Reinvention Summit 2 is history, but I’m continuing to recap, synthesize, and expand on its 20 excellent sessions.
If you ever have a chance to see Rohit Bhargava deliver a presentation, do it. He uses image-heavy/text-light slides, projects an easygoing, entertaining presentation style, and has brilliant things to say. I had the pleasure during the recent Reinvention Summit 2.
Rohit also kicked off his talked with at least three fascinating stories from history. I can neither do them justice nor convey as well as Rohit did their relationship to his message, but the point is that stories wonderfully enhance a presentation.
Here’s a very nutshell overview of Rohit’s message. You can also get a sense of it from a Storify piece put together by Tyler Hurst.
Four mistakes that marketers tend to make when attempting to integrate story into their branding, Rohit says, are:
Storify everything. The brands say they are telling us their story (very commonly on “About” pages), but what they offer isn’t really a story. The example Rohit gives is the Our Story page for Purdy State Bank, which isn’t so much a story as a dry recitation of dates and events in the bank’s history.
- Focus on testimonials. In particular, Rohit emphasizes brands — like BlackBerry — that try to collect stories from customers but set up barriers for the customer, such as BlackBerry’s lengthy and restrictive form.
- Use corporate lingo. Rohit’s example here is United Airlines’s ad headline: “We’re improving the quality of our onboard product …” Why not just say something like, “We’re making our planes more comfortable to be aboard”? Rohit also cites a disconnect in that he found the bathrooms out of order on a recent United flight.
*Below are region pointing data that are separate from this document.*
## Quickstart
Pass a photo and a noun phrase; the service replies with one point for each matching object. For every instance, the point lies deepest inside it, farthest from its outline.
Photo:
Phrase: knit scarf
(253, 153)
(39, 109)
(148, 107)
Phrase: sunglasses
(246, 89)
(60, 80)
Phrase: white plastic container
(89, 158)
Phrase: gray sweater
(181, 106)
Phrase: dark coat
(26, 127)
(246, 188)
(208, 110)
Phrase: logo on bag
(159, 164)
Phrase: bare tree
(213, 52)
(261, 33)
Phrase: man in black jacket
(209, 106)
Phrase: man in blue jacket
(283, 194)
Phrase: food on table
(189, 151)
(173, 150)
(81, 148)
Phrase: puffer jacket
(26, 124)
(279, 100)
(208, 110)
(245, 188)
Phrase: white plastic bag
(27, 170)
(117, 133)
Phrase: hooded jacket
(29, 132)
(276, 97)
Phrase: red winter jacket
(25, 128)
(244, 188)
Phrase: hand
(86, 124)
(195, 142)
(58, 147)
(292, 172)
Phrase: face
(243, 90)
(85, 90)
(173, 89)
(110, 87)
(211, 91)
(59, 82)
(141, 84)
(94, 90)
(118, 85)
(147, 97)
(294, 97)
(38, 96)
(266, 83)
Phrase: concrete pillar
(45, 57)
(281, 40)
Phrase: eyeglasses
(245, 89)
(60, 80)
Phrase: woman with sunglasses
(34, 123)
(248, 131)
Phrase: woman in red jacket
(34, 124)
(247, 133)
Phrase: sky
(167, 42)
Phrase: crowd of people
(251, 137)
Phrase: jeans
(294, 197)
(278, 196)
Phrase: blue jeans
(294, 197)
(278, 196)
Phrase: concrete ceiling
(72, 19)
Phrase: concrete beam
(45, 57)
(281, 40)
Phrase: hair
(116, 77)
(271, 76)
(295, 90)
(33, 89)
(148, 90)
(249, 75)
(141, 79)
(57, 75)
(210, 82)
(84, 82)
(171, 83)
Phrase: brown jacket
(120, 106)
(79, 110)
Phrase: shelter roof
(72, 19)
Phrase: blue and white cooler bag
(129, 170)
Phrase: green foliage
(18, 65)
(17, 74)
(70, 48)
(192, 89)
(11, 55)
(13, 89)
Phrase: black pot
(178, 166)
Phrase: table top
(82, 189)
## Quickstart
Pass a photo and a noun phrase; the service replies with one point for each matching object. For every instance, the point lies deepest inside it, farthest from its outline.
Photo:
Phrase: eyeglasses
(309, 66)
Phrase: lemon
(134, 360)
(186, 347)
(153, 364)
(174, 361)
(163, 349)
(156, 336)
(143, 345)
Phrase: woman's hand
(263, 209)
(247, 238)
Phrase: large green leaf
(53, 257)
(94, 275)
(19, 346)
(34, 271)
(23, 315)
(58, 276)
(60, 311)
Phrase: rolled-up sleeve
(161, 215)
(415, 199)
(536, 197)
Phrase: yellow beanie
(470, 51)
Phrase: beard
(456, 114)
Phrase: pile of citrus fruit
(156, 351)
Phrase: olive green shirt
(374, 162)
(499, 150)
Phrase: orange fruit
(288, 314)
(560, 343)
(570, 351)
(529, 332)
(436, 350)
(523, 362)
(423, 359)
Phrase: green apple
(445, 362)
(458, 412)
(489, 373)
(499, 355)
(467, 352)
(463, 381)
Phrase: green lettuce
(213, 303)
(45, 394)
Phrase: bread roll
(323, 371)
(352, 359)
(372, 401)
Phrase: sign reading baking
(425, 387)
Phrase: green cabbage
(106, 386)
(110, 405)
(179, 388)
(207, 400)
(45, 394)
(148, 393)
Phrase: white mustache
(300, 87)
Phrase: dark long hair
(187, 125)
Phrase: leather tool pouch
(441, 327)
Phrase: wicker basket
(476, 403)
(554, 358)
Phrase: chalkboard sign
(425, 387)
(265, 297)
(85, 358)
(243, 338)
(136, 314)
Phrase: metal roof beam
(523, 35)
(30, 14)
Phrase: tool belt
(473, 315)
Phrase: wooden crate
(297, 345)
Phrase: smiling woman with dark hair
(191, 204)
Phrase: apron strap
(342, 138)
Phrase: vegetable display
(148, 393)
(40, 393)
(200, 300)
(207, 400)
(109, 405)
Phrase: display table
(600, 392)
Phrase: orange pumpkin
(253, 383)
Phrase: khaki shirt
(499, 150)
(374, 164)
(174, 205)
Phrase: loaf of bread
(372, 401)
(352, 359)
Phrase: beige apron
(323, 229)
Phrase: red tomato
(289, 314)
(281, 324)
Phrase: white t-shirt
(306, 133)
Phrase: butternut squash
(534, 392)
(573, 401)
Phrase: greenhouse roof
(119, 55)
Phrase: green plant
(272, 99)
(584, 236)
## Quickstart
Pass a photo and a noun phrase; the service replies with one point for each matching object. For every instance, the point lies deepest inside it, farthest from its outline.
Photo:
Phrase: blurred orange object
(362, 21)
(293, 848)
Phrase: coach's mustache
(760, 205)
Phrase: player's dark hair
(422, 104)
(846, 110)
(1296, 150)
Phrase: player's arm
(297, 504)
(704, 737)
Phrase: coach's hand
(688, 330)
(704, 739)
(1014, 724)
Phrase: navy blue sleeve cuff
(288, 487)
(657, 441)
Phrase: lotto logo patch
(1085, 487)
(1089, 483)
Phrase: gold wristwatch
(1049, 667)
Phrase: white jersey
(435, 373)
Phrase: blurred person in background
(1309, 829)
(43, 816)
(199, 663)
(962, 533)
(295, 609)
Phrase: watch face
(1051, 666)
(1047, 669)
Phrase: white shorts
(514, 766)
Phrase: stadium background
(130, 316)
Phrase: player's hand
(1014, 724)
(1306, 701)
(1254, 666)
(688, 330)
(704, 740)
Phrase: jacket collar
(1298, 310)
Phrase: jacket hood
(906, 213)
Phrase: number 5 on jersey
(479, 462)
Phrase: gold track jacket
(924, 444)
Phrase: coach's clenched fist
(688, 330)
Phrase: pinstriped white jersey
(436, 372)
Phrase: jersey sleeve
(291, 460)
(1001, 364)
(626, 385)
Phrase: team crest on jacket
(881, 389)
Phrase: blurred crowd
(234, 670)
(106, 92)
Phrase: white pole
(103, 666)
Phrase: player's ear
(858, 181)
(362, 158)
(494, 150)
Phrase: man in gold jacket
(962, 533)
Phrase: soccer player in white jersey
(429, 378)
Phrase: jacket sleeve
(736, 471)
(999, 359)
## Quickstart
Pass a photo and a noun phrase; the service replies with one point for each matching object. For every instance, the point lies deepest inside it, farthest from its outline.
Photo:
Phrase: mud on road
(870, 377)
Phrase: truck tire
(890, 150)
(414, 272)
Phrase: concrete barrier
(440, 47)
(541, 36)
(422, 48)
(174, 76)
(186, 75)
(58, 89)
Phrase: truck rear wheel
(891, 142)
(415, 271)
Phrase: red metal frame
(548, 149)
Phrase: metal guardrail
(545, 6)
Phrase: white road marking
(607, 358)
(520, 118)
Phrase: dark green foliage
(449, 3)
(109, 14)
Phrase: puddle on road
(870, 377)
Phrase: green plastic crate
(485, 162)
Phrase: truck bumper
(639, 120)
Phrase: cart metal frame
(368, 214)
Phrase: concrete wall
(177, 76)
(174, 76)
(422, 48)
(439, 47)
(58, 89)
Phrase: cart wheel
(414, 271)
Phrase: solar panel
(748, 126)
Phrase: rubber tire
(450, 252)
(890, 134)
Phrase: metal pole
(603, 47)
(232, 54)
Not such an improved onboard product.
- Create an “impossible” experience. Case in point: A page on the Herman Miller site (pictured above) in which it’s actually impossible to mouseover the vertical pieces and glean any meaningful message.
Happily, Rohit offers many examples of brands who do storytelling well, keeping in mind the basic story flow and five story archetypes pictured. Just a couple of his case studies:
Lynda Resnick’s marketing of replica’s of Jacqueline Kennedy’s fake reals. You can read the backstory here, but the gist is that Resnick bought the Franklin Mint, rescued it from disarray, bought Jackie Kennedy’s fake pearls (originally purchased for $35) at a Sotheby’s auction for $211,000, and then made $26 million selling reproductions of the pearls through the Franklin Mint. Resnick wrote:
If there is one venture that captured the essence of what was best about our business at the Mint, I think it would have to be the story of Jackie Kennedy’s pearls. Nothing I’ve ever done is more illustrative of the search for intrinsic value than that.
Intrinsic value, of course, was the story behind the pearls.
The whimsical marketing of the Hans Brinker Budget Hotel in Amsterdam. This ad copy from the hotels home page is the tip of the iceberg in how the hotel markets its story of mediocrity:
The Hans Brinker Budget Hotel has been proudly disappointing travellers for forty years. Boasting levels of comfort comparable to a minimum-security prison, the Hans Brinker also offers some plumbing and an intermittently open canteen serving a wide range of dishes based on runny eggs.
Other Hans Brinker Budget Hotel, Amsterdam services and amenities include:
- A basement bar with limited light and no fresh air.
- A concrete courtyard where you can relax and enjoy whatever sunshine is able to pass the high buildings on either side on the extremely infrequent days when it’s actually sunny.
- An elevator that almost never breaks down between floors.
- A bar serving slightly watered down beer.
- Amusing witticisms and speculations about former guests’ sexual preferences scrawled on most surfaces.
- The Hans Brinker Budget Hotel, Amsterdam Luxury Ambassadorial Suite (featuring the Hans Brinker’s one and only bath-tub).
- Doors that lock.
Where does this one fit in among the archetypes below? I’m thinking it’s more of an underdog story.